The Cleveland-Cuyahoga County Port Authority, which manages one of the busiest ports on the Great Lakes, received $400,000 to install a new surveillance camera system.
But security costs have doubled from $150,000 in 2002 to a projected $300,000 next year, and that doesn't include the cost of hiring three more employees, Pfeiffer said.
"These grants pay for infrastructure improvements. They'll help pay for the camera system, but they won't help you pay to get the people to watch the camera, and they don't pay to maintain the system,'' he said.
The Duluth Seaway Port Authority in Minnesota used a $400,600 grant to pay half the cost of a new perimeter fence. But when vessels are at the dock, the port bills the ship for the cost of hiring a round-the-clock guard, said Capt. Ray Skelton, security director.
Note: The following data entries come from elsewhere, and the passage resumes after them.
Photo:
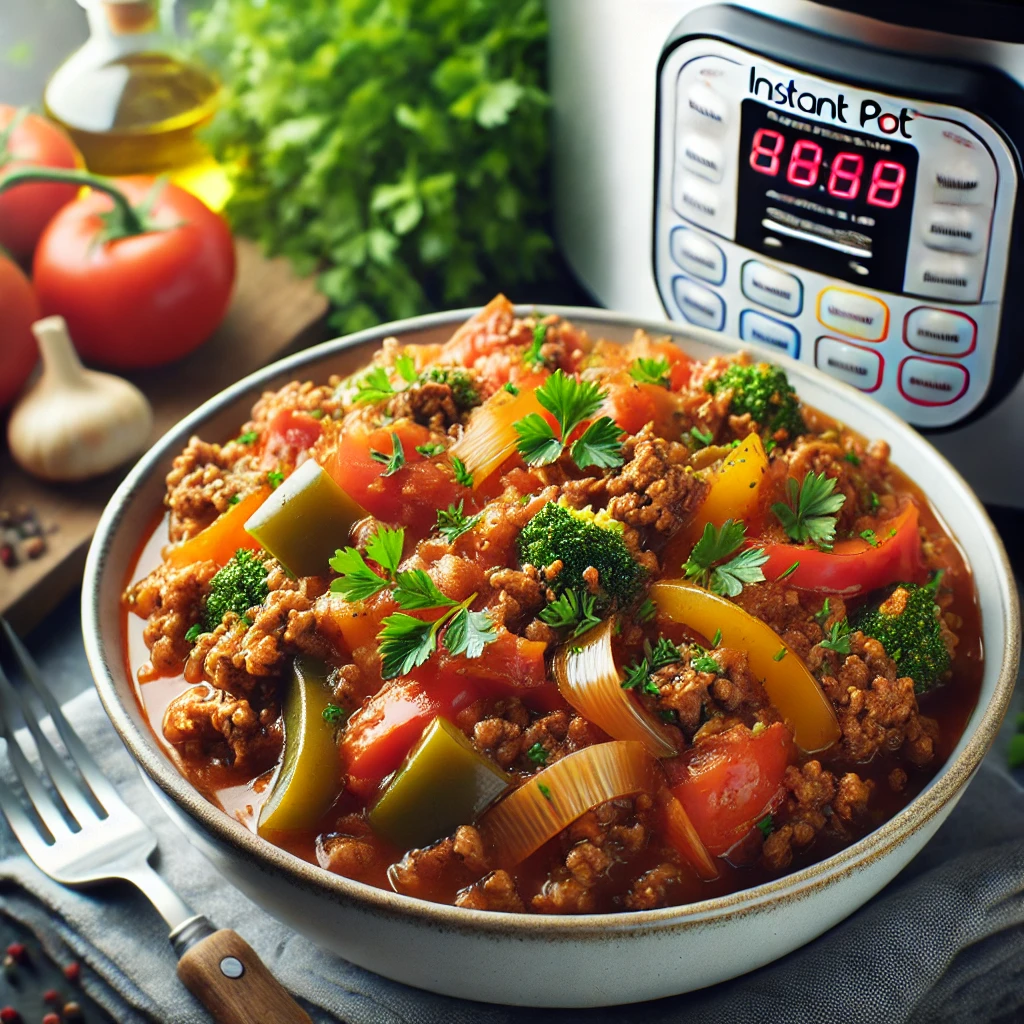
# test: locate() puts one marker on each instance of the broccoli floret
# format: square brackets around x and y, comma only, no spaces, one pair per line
[581,540]
[765,392]
[241,585]
[464,392]
[908,625]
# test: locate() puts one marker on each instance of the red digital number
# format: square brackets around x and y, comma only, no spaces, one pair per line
[844,182]
[760,150]
[892,187]
[804,164]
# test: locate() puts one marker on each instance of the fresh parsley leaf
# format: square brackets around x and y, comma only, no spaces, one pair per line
[374,385]
[462,475]
[572,610]
[393,462]
[650,371]
[333,715]
[385,548]
[538,754]
[702,437]
[415,591]
[838,637]
[538,443]
[810,513]
[452,522]
[469,632]
[429,450]
[406,366]
[406,643]
[599,444]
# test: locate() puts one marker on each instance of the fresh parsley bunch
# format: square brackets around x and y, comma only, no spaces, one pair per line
[400,150]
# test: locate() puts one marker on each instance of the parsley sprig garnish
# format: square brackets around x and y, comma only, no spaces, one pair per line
[707,564]
[453,522]
[810,514]
[650,371]
[570,401]
[407,641]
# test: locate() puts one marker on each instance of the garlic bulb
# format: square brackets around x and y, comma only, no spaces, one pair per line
[75,423]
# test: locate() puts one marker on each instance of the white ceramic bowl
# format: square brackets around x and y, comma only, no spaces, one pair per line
[525,958]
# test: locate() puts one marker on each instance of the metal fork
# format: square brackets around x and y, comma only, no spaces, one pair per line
[83,833]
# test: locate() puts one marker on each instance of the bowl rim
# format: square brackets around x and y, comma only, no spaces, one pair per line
[226,830]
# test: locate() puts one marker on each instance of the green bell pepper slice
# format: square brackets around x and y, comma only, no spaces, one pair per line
[305,520]
[309,778]
[442,783]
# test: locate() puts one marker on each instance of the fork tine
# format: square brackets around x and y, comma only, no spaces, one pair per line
[36,792]
[71,791]
[102,792]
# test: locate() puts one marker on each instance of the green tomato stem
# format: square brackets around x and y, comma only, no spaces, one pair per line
[130,221]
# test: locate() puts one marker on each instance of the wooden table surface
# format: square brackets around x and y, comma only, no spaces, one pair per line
[271,312]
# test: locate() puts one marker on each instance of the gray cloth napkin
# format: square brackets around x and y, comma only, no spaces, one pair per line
[943,942]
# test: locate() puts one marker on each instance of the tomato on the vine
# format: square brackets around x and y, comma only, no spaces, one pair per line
[18,309]
[29,139]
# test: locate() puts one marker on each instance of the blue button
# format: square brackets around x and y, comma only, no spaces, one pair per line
[697,255]
[699,305]
[768,331]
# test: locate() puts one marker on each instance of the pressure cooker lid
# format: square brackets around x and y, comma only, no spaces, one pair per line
[1000,19]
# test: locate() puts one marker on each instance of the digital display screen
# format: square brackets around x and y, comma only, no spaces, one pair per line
[820,196]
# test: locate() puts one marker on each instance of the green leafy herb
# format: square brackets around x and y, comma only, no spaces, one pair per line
[538,754]
[570,401]
[452,522]
[572,610]
[706,563]
[838,637]
[810,514]
[393,462]
[650,371]
[462,475]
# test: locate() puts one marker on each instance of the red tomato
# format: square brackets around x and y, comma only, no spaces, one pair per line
[25,211]
[409,498]
[141,300]
[729,782]
[290,432]
[383,730]
[18,309]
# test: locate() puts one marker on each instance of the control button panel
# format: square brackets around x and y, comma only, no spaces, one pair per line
[697,255]
[698,304]
[929,382]
[877,250]
[940,332]
[772,288]
[852,364]
[764,330]
[854,313]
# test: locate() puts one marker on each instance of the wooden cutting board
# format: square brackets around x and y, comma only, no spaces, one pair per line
[272,311]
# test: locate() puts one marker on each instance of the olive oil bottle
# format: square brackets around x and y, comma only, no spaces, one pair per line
[133,103]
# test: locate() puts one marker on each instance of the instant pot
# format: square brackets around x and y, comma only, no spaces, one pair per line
[838,182]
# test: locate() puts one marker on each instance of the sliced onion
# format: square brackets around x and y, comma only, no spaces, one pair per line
[683,837]
[587,677]
[553,799]
[491,436]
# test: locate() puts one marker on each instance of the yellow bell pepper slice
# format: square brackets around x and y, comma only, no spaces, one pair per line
[790,685]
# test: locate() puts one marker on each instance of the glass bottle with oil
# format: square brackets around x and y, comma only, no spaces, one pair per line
[133,103]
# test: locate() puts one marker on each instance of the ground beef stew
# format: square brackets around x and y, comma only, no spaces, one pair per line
[534,622]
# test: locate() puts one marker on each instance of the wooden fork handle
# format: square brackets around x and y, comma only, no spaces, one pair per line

"Whatever the additional costs are, we just eat them,'' he said.
In Toledo, security upgrades have cost $200,000 to $300,000 over the last two years. That's not including two grants that totaled about $1.1 million.
Great Lakes ships don't carry containers, so shippers aren't required to conduct such searches. But the government's goal of having uniform standards of security at ports nationwide means that most mandates apply to the Great Lakes even though vessels there travel mostly between the United States and Canada, carrying loads of limestone, steel or grain that are easier to check.
"I'm certainly not going to say that security regulations weren't needed, but we weren't one of the high risk areas,'' said Glen Nekvasil, spokesman for the Lake Carriers Association.
More than 200 million tons of cargo are moved on the Great Lakes each year. Any disruption in iron ore and limestone shipments could delay steel production, which would slow shipments to automakers and goods to consumers.
"It would be, frankly, impossible to muster the resources at short notice to replace the load these ships carry,'' said Dan Cornillie, a manager at Ispat Inland, an East Chicago, Ind., steel company on the banks of Lake Michigan. ``Everything would just stop.''
Next year's federal budget allocates $150 million for port security grants. The American Association of Port Authorities says the sum should be closer to $400 million.
"That is still only a relatively small portion of what the total expenses are,'' said Kurt Nagle, president and CEO of the group.
At least five lawmakers have introduced bills to increase funding for port security. The bills will have to be reintroduced again next year.
U.S. Rep. Doug Ose, R-Calif., told a House Transportation and Infrastructure Committee in June that it's time the government stepped up its financial commitment to ports, both on the coasts and Great Lakes:
"Since America's ports are crucial to our economic well-being, it is essential that we find the right balance between increasing port security while not impeding the flow of commerce and trade,'' he said.